Lockdown: The year of doing nothing

January 1, 2021 by Mo Fanning Leave a Comment

Lockdown masks please

What did I do during lockdown? Did I learn another language, take up meditation, reorganise my life? No, actually I sat on my arse and stared at a computer screen, scrolling news site after news site hoping for something better. I took my ability to put things off to a whole new level. With a chapter to write or a short story to edit, I set aside tomorrow, and couldn’t settle to a blank page without first making sure I’d dusted shelves, peeled carrots, reorganised my spice collection or washed the bedroom windows.

My lockdown creation‘See how brilliantly this has come out,’ I said, brandishing what used to be a pickle jar at Mr Fanning. Sprayed Winter Gray and filled with dried flowers snaffled from Etsy. My creation would surely spark joy. Those were the days.

Ten months into lockdown and we’ve run out of things to say. We no longer rant and read headlines. All fight is drained. Quaint expressions like Covid Tsars, Track and Trace and I only drove to Yorkshire to test my eyes are consigned to the bin fire of recent history. Boris Johnson has copied Theresa May’s homework and passed it off as his own and dragged the country out of Europe when unity and group purchase power matters more than ever. A year ago, I’d be on a march, or demanding to talk to my local MP. Now I tut and turn the page.

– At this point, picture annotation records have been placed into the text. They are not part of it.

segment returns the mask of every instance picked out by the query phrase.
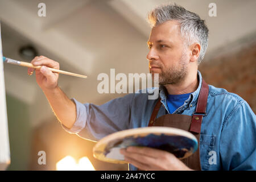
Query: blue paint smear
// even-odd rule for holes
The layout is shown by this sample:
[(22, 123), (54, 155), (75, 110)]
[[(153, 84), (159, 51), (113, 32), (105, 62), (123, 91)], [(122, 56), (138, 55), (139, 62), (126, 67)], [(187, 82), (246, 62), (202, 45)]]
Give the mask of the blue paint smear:
[(130, 146), (142, 146), (162, 150), (173, 154), (177, 158), (183, 158), (187, 152), (193, 153), (197, 150), (197, 140), (183, 136), (170, 136), (165, 134), (149, 134), (145, 136), (129, 136), (112, 142), (105, 148), (107, 155), (112, 147), (126, 148)]

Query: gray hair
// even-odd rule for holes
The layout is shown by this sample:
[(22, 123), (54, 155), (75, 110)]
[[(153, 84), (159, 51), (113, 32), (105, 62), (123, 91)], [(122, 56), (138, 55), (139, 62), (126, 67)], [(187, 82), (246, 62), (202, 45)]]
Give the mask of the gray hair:
[(181, 36), (185, 39), (187, 46), (195, 42), (201, 45), (197, 64), (201, 63), (208, 46), (209, 30), (205, 21), (197, 14), (175, 3), (163, 5), (151, 10), (148, 14), (148, 20), (151, 27), (168, 20), (178, 20), (180, 23)]

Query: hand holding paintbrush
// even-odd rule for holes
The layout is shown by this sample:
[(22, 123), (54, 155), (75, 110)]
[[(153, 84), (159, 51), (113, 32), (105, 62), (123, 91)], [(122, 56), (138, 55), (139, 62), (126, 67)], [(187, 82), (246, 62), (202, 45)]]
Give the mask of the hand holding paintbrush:
[(86, 76), (59, 70), (60, 65), (58, 62), (51, 60), (45, 56), (35, 57), (31, 62), (23, 62), (3, 57), (3, 61), (20, 66), (28, 67), (28, 75), (32, 75), (36, 71), (36, 81), (43, 89), (51, 89), (57, 86), (59, 73), (71, 76), (87, 77)]

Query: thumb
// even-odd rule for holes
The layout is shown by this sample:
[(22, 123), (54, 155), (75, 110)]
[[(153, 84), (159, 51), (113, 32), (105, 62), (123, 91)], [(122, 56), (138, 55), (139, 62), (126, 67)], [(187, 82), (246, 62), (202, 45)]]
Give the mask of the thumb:
[(42, 66), (40, 69), (40, 72), (47, 78), (47, 80), (52, 80), (55, 75), (47, 67)]

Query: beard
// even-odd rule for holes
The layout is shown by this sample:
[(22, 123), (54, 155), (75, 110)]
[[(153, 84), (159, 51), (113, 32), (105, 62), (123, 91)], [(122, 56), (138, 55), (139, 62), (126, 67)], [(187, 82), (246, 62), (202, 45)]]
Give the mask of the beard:
[[(159, 73), (159, 85), (174, 85), (180, 82), (185, 77), (188, 72), (187, 55), (183, 51), (180, 61), (172, 68), (163, 69), (160, 67), (162, 72)], [(151, 73), (154, 75), (154, 73)]]

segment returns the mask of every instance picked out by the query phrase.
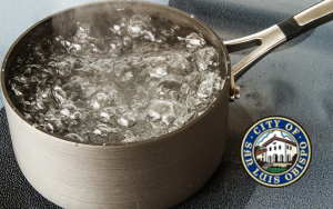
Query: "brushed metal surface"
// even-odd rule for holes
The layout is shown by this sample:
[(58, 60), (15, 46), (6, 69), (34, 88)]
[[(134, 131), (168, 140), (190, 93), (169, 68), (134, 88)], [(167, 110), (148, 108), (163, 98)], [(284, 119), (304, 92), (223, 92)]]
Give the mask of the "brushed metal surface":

I’ve lived through panic buying loo roll, tinned tomatoes and dried pasta, cut my own hair badly and refused to rattle saucepans as the NHS re-appropriated my rainbow.

Lockdown mania

Having always had an anal side (no sniggering in the cheap seats), Covid lockdown has brought out in me a new mania for cleaning products. I’ve every type of spray and pump-action refillable pouch known to man. The Fanning homestead smells of lemon, pine and honeysuckle rose. I discovered Apartment Therapy and bought into each tip and trick they sent my way. I’ve trolled Amazon for tools to clean windows, sprays to remove rust and (much to Mr Fanning’s chagrin) declared war on any item left out on a surface after use.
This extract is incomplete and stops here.